The blown glass birds, or Birds of Paradise, 2023, are by Dutch artist and glassblower Nienke Sikkema. Alongside these, Pedro Valdez Cardoso’s installation stands on the floor, featuring a set of beach chairs in a circular layout, made of blue fabric and embroidered in white tones. Plant motifs decorate the blue fabric of the chairs, drawing the visitor to bucolic landscapes and magical spots where time seems to drag on. The title of the installation is Slow, 2023.

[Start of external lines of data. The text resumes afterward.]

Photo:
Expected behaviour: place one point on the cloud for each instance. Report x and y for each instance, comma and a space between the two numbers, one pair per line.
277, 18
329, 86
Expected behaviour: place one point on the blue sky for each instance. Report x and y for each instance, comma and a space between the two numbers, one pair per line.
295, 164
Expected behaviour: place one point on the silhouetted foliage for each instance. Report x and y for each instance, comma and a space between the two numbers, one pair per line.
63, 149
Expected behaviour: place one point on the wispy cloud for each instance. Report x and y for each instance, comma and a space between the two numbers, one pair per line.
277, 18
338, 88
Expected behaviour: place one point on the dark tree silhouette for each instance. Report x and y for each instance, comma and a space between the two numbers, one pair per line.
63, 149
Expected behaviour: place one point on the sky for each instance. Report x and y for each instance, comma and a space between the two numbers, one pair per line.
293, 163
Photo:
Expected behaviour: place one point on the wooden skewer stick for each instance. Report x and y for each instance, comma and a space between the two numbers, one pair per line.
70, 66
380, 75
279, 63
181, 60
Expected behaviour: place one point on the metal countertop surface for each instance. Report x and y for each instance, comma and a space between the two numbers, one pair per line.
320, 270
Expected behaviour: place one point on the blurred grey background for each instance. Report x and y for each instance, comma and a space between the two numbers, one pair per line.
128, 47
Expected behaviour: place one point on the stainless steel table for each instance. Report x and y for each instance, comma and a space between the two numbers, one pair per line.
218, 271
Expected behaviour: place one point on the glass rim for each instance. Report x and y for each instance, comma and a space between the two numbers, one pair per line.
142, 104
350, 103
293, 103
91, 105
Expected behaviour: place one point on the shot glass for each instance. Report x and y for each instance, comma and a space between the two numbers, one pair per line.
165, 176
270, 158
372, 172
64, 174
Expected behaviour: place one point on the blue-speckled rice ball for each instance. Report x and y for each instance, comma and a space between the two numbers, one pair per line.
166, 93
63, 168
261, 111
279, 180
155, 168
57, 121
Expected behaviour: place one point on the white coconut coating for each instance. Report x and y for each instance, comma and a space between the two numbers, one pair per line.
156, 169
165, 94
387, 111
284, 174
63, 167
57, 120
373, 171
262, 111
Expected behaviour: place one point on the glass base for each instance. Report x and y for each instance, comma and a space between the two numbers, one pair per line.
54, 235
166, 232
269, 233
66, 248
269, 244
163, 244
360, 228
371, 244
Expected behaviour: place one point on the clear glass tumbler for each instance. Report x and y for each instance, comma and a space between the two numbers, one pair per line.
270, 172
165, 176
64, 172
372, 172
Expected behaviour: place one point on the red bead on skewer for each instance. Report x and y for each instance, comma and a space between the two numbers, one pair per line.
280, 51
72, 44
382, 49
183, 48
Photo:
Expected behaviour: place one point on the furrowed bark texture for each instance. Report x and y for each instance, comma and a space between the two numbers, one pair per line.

The exhibition is divided into two rooms. The first one, right at the entrance, displays a triptych by Diogo Nogueira: a mixed media on canvas, entitled Está no Sangue, #1,#2,#3. The images are of moving human bodies against a blue background, in a natural environment dotted with trees and wild animals. Surrounding the triptych painting, two plates painted by the same artist, Lavar pratos em família #11, 2024, come into view around Nienke Sikkema’s group of lamps in blown glass entitled Parrot. The same artist offers two versions of birds: those intended to be enjoyed, as art; and others, also in the same glassy medium, performing roles usually attributed to the design field, such as objects intended to brighten up a space. Several sinuous and fluid kites rise up to reveal their translucent and colourful properties. The outside light intersects with the inside and generates a liquid and rippling effect, peppered with transparencies.
The wooden sculpture Paesaggio Attrezato (2024) is revealed as soon as we enter the second, more secluded room. Wooden pieces in different colours, some darker, others lighter, sit on a shelf mounted on the wall. Small mock-ups of houses, trees and bridges perch on the board. A hollow in the surface points to a location that can be used to store keys or other objects once someone arrives home. This is a shelf with multiple functions. Or none, if one wishes.
Matteo di Ciommo, author of Paesaggio Attrezato, handles wood by hand, building small landscape sculptures in which a sharp light and shadow play is also manifest, the likes of which can only be seen in Giorgio Chirico’s paintings.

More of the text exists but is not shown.